A Goodwin Procter team led by IP Litigation partner Mark Abate obtained a significant victory for IBM in Picture Patents v. Aeropostale in U.S. District Court for the Southern District of New York. In a decision that became public this week, the court ruled that, under IBM’s employee agreement regarding intellectual property rights, IBM owns patents obtained by an employee after leaving IBM.
In 2007 and 2008, Picture Patents filed lawsuits against website operators alleging infringement of a patent related to a graphical user interface. The inventor, Michelle Baker, was a part-time employee at IBM’s TJ Watson Lab from 1990 to 1993 when she conceived of the invention. She obtained patents on the invention after leaving IBM and assigned them to Picture Patents.
The defendants subpoenaed IBM for Baker’s employment records and later filed a motion to dismiss for lack of ownership, alleging IBM owned the patent under the IP rights agreement signed by Baker on joining IBM. IBM was joined as a declaratory judgment defendant and counterclaimed for ownership.
The parties filed cross-motions for summary judgment and dismissal. IBM alleged its IP rights agreement vested ownership in IBM. Picture Patents alleged the invention was not covered by the agreement and IBM’s ownership claim was barred by the statute of limitations, laches, estoppel and waiver.

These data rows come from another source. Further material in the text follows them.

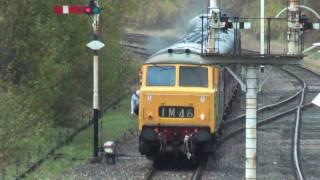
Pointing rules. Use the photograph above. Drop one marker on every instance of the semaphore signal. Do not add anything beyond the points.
(76, 9)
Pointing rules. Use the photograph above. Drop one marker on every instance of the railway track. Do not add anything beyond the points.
(303, 104)
(301, 154)
(154, 173)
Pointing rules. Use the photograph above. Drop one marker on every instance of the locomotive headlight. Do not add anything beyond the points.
(202, 117)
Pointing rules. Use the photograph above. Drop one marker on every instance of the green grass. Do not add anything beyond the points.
(115, 123)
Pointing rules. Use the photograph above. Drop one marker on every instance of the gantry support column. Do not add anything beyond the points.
(251, 122)
(293, 27)
(214, 22)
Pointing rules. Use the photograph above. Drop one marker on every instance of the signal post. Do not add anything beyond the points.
(95, 45)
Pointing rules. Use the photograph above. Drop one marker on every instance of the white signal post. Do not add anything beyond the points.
(96, 46)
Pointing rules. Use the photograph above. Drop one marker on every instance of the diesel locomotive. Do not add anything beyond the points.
(183, 98)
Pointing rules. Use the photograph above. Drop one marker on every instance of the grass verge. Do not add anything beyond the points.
(114, 124)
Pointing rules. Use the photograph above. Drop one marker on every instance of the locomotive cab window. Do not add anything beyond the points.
(161, 76)
(193, 76)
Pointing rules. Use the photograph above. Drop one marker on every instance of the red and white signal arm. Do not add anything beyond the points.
(74, 9)
(316, 100)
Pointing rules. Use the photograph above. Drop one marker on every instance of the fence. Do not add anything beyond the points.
(33, 158)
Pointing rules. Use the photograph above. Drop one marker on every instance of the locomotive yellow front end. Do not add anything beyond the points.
(178, 110)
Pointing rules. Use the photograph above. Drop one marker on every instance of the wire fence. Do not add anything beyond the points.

The court determined that the IP rights agreement “clearly applies to” the invention and the corresponding patents, rejecting arguments that the agreement did not apply because the invention did not result from “assigned tasks” at IBM and because Baker worked on it on her own time. The court held that, under the IP rights agreement, ownership in the patents vested in IBM.
The court then rejected Picture Patents’ remaining claims that statute of limitations, laches, equitable estoppel or the waiver/modification defense barred IBM’s ownership of the patent.